Wie viele Opfer sollte dieser Fanatismus meiner Familie noch mit sich bringen?Einige Stunden Schlaf hatte ich dann doch noch abbekommen, allerdings fühlte ich mich am nächsten Morgen so ausgelaugt, dass Chloé mich regelrecht aus dem Bett zerren musste.
Mein Plan für den Tag stand jedoch nach wie vor fest. Ich würde ein letztes mal die Kammer des Assassinen infiltrieren und dann abhauen und nie wieder kommen. Ganz sicher.
Madame Roussel knetete gerade den Teig für ein Rosinenbrot als ich die Küche betrat und im Gehen versuchte meine Schürze zu binden.
,,Ah, non ma petite, lass mich das machen!", sagte die Haushälterin auch schon, wischte sich die Mehlweißen Hände an der fleckigen Schürze ab und knotete mit flinken Fingern eine feste Schleife in meinem Rücken.
,,Merci.", seufzte ich und strich eine blonde Locke hinter mein Ohr, die sich einfach nicht bändigen ließ. Madame Roussel lächelte mir herzlich zu und wandte sich wieder dem Teig zu.
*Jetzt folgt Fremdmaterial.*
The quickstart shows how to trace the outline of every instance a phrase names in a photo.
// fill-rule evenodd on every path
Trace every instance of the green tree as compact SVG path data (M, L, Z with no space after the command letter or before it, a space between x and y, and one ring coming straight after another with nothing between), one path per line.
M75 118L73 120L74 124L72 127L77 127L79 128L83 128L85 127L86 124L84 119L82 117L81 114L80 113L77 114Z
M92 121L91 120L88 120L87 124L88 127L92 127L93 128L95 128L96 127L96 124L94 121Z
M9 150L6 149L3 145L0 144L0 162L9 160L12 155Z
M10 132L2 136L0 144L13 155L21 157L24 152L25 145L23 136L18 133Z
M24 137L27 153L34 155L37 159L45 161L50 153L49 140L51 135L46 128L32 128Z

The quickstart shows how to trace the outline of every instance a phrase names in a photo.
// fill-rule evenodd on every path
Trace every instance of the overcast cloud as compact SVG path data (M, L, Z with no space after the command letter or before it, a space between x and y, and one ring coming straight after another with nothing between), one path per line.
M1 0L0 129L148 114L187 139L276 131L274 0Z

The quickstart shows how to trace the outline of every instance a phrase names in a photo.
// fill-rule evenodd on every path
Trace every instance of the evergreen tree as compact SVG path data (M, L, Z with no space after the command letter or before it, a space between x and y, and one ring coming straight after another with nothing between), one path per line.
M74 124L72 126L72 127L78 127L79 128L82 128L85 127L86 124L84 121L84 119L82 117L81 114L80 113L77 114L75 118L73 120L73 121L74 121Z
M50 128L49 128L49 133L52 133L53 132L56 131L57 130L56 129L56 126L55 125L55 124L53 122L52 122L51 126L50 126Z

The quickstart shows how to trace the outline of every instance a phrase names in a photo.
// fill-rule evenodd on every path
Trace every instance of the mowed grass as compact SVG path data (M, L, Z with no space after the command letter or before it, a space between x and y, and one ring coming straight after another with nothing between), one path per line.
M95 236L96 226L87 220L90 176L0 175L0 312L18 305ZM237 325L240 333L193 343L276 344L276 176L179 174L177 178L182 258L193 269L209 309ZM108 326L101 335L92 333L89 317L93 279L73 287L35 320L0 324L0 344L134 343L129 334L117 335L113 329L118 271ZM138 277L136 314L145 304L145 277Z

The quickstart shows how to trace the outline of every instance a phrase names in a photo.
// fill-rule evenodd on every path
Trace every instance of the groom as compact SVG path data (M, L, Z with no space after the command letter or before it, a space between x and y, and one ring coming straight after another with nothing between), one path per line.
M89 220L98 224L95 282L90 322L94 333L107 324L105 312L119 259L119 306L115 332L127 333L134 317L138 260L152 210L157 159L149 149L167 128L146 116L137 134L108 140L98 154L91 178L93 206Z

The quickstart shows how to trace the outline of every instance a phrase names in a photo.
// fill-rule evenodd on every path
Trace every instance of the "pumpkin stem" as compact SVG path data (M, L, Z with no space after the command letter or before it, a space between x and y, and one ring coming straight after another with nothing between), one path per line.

Sie würde ich vermissen.
Maurice kam durch den Hintereingang geschlendert, mit einem Beutel Tee in der Hand und einem Huhn in der anderen.
,,Morgen, Mesdames.", flötete er und zeigte seine Zähne mit einem schiefen Grinsen. Ich hatte ihn lang nicht mehr gesehen, aber trotzdem war er mir ams Herz gewachsen, dieser Kerl der morgens immer den Tee für den Monsieur brachte und mit den Damen des Hauses plauderte und vor allem von der Arbeit abhielt.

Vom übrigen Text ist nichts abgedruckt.